# Dead River 8-31-10



## FishWalton (Jul 22, 2010)

Went to bed last night with intention of getting early start. Woke up, at 4am, thought about it and went back to bed. Well, fishing on the mind made me get up at 5am and hook up the boat and finally left the house about 5:45 for Dead River. The locals call it Seven Runs. 

Dear River is fed by seven small creeks and eventually connects with the Choctawhatchee River. It's actually two connected lakes. The main river has been on the rise the past couple of days and the water color in the lower lake was stained like the Choctawhatchee. Now it's declining so the water should be cleared up in a couple of days. 

Expecting to load the boat like a couple of week ago, but it did not happened today. 4 Warmouth and 1 butter cat were keepers. Nothng hit crickets nor a fly poping bug. Live worms were all that would work. Caught many that went back. Some of them small enough to make good bass bait.

The launch is on Dead River Road off hwy 81 about 5 miles north of hwy 20 at Bruce in Walton County. For the past several weekends there are campers there working over the catfish at night with set hooks.​








 Edit Post  Reply With Quote   Blog this Post


----------



## SLICK75 (Sep 4, 2010)

fishwalton said:


> Went to bed last night with intention of getting early start. Woke up, at 4am, thought about it and went back to bed. Well, fishing on the mind made me get up at 5am and hook up the boat and finally left the house about 5:45 for Dead River. The locals call it Seven Runs.
> 
> Dear River is fed by seven small creeks and eventually connects with the Choctawhatchee River. It's actually two connected lakes. The main river has been on the rise the past couple of days and the water color in the lower lake was stained like the Choctawhatchee. Now it's declining so the water should be cleared up in a couple of days.
> 
> ...


Thanks for that info. I have been hearing about that ramp for some time from my nephew (possibly one of those campers you referred to) and been wanting to try it out but hes no good at giving directions so I had no idea where the ramp was and wasnt about to go dragging a boat around in circles trying to find it.
I go back to work later this week, hopefully I will get a chance to get there before.


----------



## FishWalton (Jul 22, 2010)

*Dead River photo*

Slick75: There is a good launch at Dead River but when the water is really low like now you have to be careful about dropping off the end. Go down stream to the first lake. There is a cut to the second lake. At the south end of the second lake is the Choctawhatchee River. Photo is attached if I did it right.


----------



## SLICK75 (Sep 4, 2010)

Looks good, thanks. I will definitely give it a shot, if not before I go back to work, then for sure when I get back.


----------



## FishWalton (Jul 22, 2010)

Went to Dead River 2/24/11 with Joe, my bass fishing friend. Used his Tracker. Fished hard for a few hours, Joe used various worms for bass, none caught. I was using a small white spinner looking for crappie, found none. We messed around and finally caught a jack, a mudfish and two keeper warmouth. Decided to try a crappie hole I found a few weeks ago. Ended us with 21 small to medium cappie and one bream. I ate the jack for supper. 
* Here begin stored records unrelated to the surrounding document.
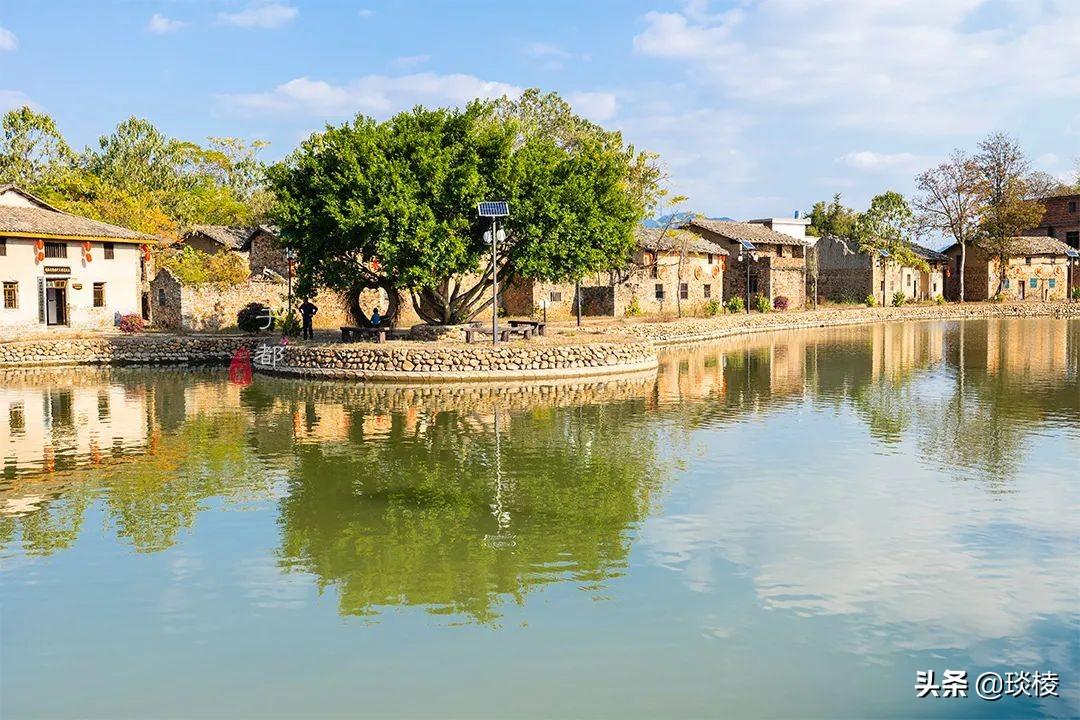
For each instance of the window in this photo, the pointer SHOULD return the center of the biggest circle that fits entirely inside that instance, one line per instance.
(16, 418)
(10, 296)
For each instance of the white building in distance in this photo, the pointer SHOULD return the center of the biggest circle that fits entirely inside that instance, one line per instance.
(61, 270)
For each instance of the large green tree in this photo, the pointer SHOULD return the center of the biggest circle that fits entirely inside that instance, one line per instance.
(1008, 189)
(393, 204)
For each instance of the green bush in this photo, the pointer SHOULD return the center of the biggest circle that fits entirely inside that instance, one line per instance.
(253, 317)
(193, 267)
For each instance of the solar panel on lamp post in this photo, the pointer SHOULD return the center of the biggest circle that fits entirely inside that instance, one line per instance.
(494, 211)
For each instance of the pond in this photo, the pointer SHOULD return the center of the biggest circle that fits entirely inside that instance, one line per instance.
(786, 525)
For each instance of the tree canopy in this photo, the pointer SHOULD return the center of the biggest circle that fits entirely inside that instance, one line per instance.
(393, 203)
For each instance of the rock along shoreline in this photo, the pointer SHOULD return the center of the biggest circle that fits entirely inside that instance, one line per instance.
(619, 349)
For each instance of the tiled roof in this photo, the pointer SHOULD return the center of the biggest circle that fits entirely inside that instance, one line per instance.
(927, 254)
(656, 239)
(1031, 245)
(744, 231)
(233, 238)
(50, 222)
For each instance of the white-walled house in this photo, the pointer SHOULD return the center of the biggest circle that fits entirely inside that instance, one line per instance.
(61, 270)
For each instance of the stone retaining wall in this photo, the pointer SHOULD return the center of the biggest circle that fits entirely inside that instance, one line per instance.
(535, 360)
(122, 350)
(696, 329)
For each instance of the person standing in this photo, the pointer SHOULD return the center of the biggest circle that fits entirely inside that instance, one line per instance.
(308, 310)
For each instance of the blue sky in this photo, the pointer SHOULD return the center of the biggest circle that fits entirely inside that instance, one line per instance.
(757, 108)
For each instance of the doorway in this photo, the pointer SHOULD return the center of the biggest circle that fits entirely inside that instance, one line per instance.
(56, 302)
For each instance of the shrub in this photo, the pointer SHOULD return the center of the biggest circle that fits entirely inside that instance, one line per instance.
(131, 323)
(194, 267)
(253, 317)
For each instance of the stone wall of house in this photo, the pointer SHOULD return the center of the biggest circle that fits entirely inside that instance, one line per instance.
(541, 357)
(178, 307)
(120, 350)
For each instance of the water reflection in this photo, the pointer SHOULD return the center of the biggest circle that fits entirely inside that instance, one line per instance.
(877, 496)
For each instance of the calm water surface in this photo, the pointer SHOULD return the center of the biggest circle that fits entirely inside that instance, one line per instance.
(782, 526)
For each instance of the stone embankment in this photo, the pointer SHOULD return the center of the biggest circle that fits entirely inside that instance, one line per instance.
(697, 329)
(409, 362)
(124, 350)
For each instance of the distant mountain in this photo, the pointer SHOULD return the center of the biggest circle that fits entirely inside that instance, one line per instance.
(679, 218)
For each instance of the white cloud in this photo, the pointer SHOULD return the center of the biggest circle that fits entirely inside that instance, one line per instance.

Several boats were on the river. They were moving around so not sure how they did. There was one boat with two fly fishermen. 

Where we caught the crappie the bite was at about 6 to 7 feet in 16-18 ft of water. Caught them with jig and minnow or just hook and minnow with bobber. 

There were a bunch of campers at the landing and maybe half dozen boat trailers


----------